Originally there were a total of 240 temples standing in Prambanan. The Prambanan Temple Compound consist of:
a. 3 Trimurti temples: three main temples dedicated to Shiva, Visnu, and Brahma
b. 3 Vahana temples: three temples in front of Trimurti temples dedicated to the vahana of each gods; Nandi, Garuda, and Hamsa
c. 2 Apit temples: two temples located between the rows of Trimurti and Vahana temples on north and south side
d. 4 Kelir temples: four small shrines located on 4 cardinal directions right beyond the 4 main gates of inner zone
e. 4 Patok temples: four small shrines located on 4 corners of inner zone
f. 224 Pervara temples: hundreds of temples arranged in 4 concentric square rows; numbers of temples from inner row to outer row are: 44, 52, 60, and 68
The Prambanan compound also known as Rara Jonggrang complex, named after the popular legend of Rara Jonggrang. There were once 240 temples stood in this Shivaite temple complex, either big or small. Today, all of 8 main temples and 8 small shrines in inner zone are reconstructed, but only 2 out of the original 224 pervara temples are renovated. The majority of them have deteriorated; what is left are only scattered stones. The Prambanan temple complex consists of three zones; first the outer zone, second the middle zone that contains hundreds of small temples, and third the holiest inner zone that contains eight main temples and eight small shrines.

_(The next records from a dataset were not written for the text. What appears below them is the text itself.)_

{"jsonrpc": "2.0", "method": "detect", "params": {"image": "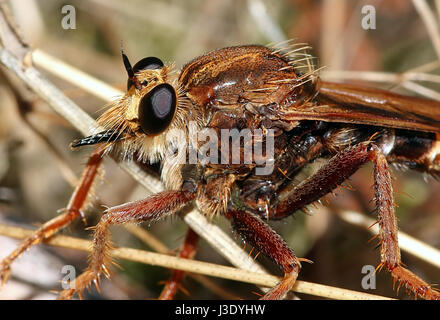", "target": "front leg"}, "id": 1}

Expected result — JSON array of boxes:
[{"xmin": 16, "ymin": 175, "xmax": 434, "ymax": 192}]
[
  {"xmin": 60, "ymin": 191, "xmax": 195, "ymax": 299},
  {"xmin": 226, "ymin": 209, "xmax": 301, "ymax": 300},
  {"xmin": 0, "ymin": 148, "xmax": 103, "ymax": 285}
]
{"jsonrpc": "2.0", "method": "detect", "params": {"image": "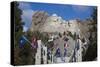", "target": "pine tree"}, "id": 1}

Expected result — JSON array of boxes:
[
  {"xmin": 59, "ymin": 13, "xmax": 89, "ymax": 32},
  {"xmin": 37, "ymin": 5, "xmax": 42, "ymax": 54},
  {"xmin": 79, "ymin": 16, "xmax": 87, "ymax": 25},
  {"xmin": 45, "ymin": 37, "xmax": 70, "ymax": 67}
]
[{"xmin": 83, "ymin": 7, "xmax": 97, "ymax": 61}]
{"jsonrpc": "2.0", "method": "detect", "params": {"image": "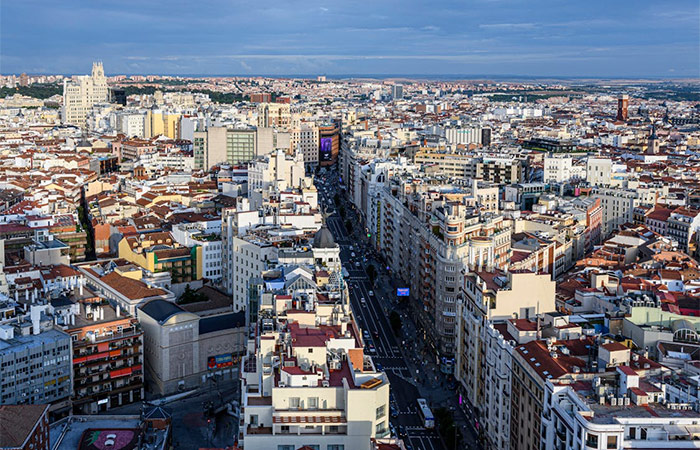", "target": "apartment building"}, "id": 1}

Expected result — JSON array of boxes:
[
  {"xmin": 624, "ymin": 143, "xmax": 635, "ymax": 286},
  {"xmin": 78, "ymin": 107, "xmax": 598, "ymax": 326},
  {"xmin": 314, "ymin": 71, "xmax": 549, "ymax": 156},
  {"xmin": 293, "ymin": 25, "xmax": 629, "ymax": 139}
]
[
  {"xmin": 171, "ymin": 217, "xmax": 223, "ymax": 284},
  {"xmin": 119, "ymin": 232, "xmax": 203, "ymax": 283},
  {"xmin": 543, "ymin": 155, "xmax": 586, "ymax": 183},
  {"xmin": 290, "ymin": 122, "xmax": 320, "ymax": 168},
  {"xmin": 593, "ymin": 188, "xmax": 659, "ymax": 236},
  {"xmin": 0, "ymin": 306, "xmax": 72, "ymax": 414},
  {"xmin": 455, "ymin": 270, "xmax": 555, "ymax": 448},
  {"xmin": 374, "ymin": 182, "xmax": 511, "ymax": 359},
  {"xmin": 63, "ymin": 297, "xmax": 144, "ymax": 414},
  {"xmin": 256, "ymin": 103, "xmax": 292, "ymax": 130},
  {"xmin": 239, "ymin": 260, "xmax": 390, "ymax": 450},
  {"xmin": 61, "ymin": 62, "xmax": 109, "ymax": 128}
]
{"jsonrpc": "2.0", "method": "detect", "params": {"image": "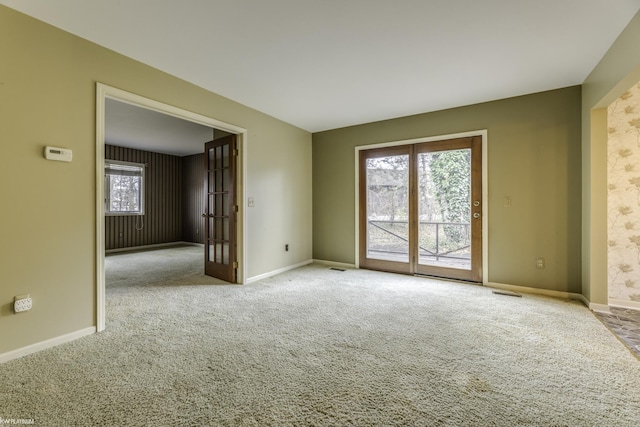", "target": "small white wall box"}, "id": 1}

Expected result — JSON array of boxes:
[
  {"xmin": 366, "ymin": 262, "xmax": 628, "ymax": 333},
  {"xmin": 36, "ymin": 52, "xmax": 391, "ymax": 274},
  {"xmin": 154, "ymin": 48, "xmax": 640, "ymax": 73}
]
[
  {"xmin": 13, "ymin": 294, "xmax": 33, "ymax": 313},
  {"xmin": 44, "ymin": 145, "xmax": 73, "ymax": 162}
]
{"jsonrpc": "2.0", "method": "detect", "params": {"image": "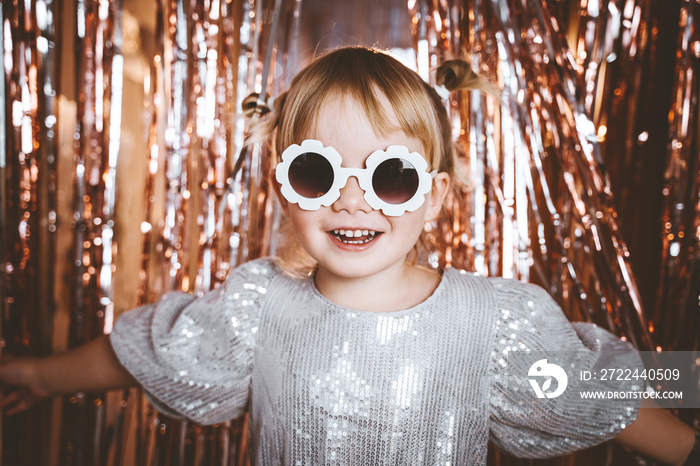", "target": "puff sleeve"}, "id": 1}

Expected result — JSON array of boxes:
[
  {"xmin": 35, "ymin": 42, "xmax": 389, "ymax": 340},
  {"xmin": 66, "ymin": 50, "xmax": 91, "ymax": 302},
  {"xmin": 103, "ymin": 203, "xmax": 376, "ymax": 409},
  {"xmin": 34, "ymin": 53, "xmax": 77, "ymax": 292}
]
[
  {"xmin": 110, "ymin": 260, "xmax": 273, "ymax": 424},
  {"xmin": 490, "ymin": 279, "xmax": 643, "ymax": 458}
]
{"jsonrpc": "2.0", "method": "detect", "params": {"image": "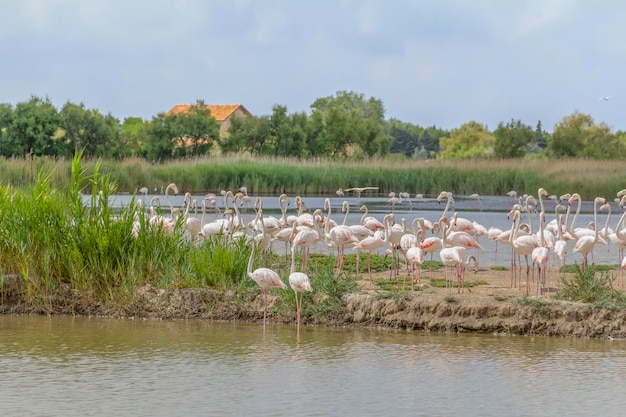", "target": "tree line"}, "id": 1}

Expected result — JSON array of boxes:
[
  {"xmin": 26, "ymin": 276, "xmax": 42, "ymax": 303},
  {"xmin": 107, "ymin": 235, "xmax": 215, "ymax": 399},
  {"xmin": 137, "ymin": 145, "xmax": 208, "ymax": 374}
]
[{"xmin": 0, "ymin": 91, "xmax": 626, "ymax": 162}]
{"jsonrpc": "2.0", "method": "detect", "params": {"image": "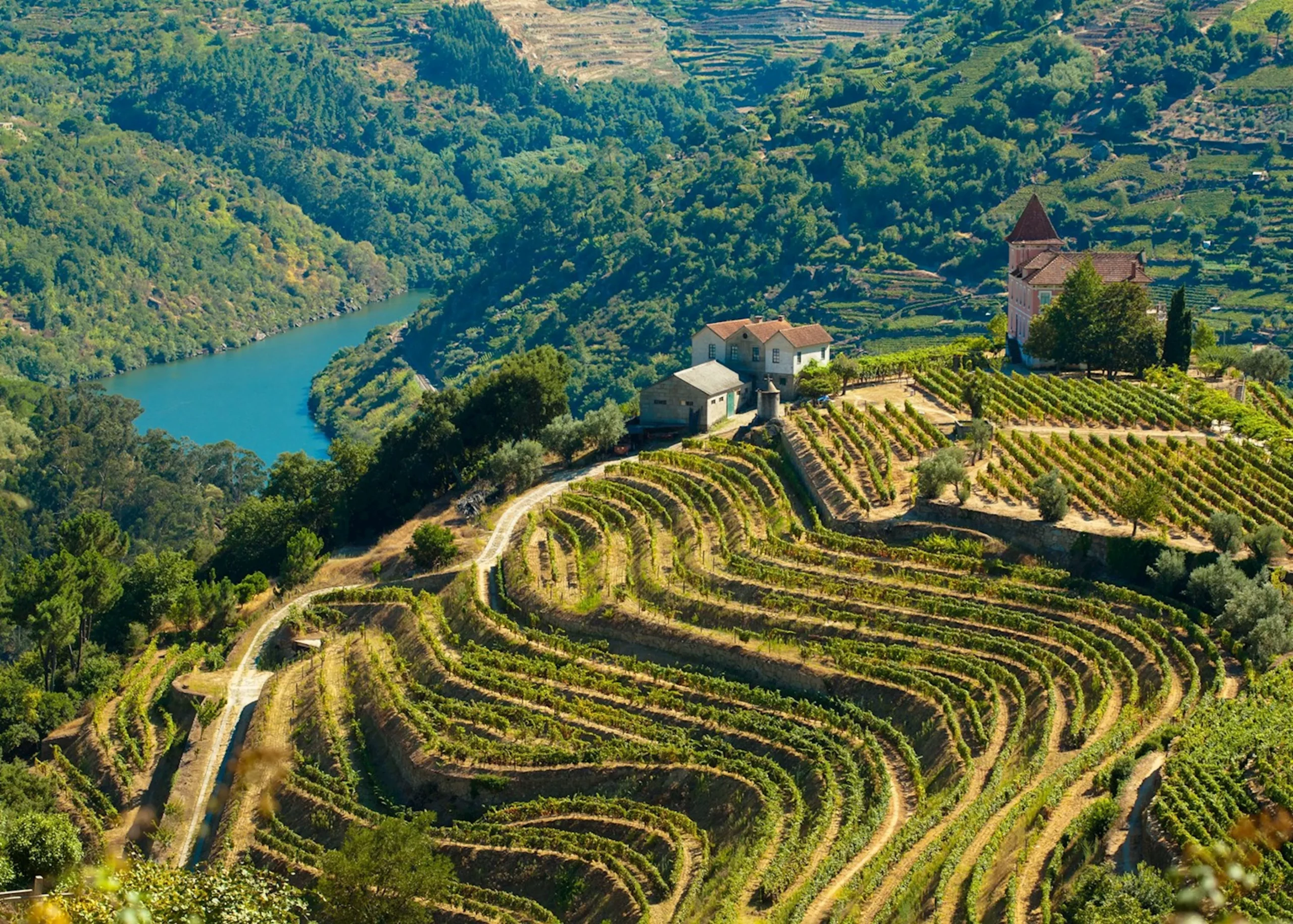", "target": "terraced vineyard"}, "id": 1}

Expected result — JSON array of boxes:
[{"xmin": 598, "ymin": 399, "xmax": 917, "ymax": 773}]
[
  {"xmin": 1154, "ymin": 664, "xmax": 1293, "ymax": 920},
  {"xmin": 975, "ymin": 430, "xmax": 1293, "ymax": 536},
  {"xmin": 914, "ymin": 367, "xmax": 1200, "ymax": 430},
  {"xmin": 217, "ymin": 439, "xmax": 1222, "ymax": 924}
]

The Hindu temple complex at Prambanan is based on a square plan that contains a total of three zone yards, each of which is surrounded by four walls pierced by four large gates. The outer zone is a large space marked by a rectangular wall. The outermost walled perimieter, which originally measured about 390 metres per side, was oriented in the northeast, southwest direction. However, except for its southern gate, not much else of this enclosure has survived down to the present. The original function is unknown; possibilities are that it was a sacred park, or priests’ boarding school (ashram). The supporting buildings for the temple complex were made from organic material; as a consequence no remains occur.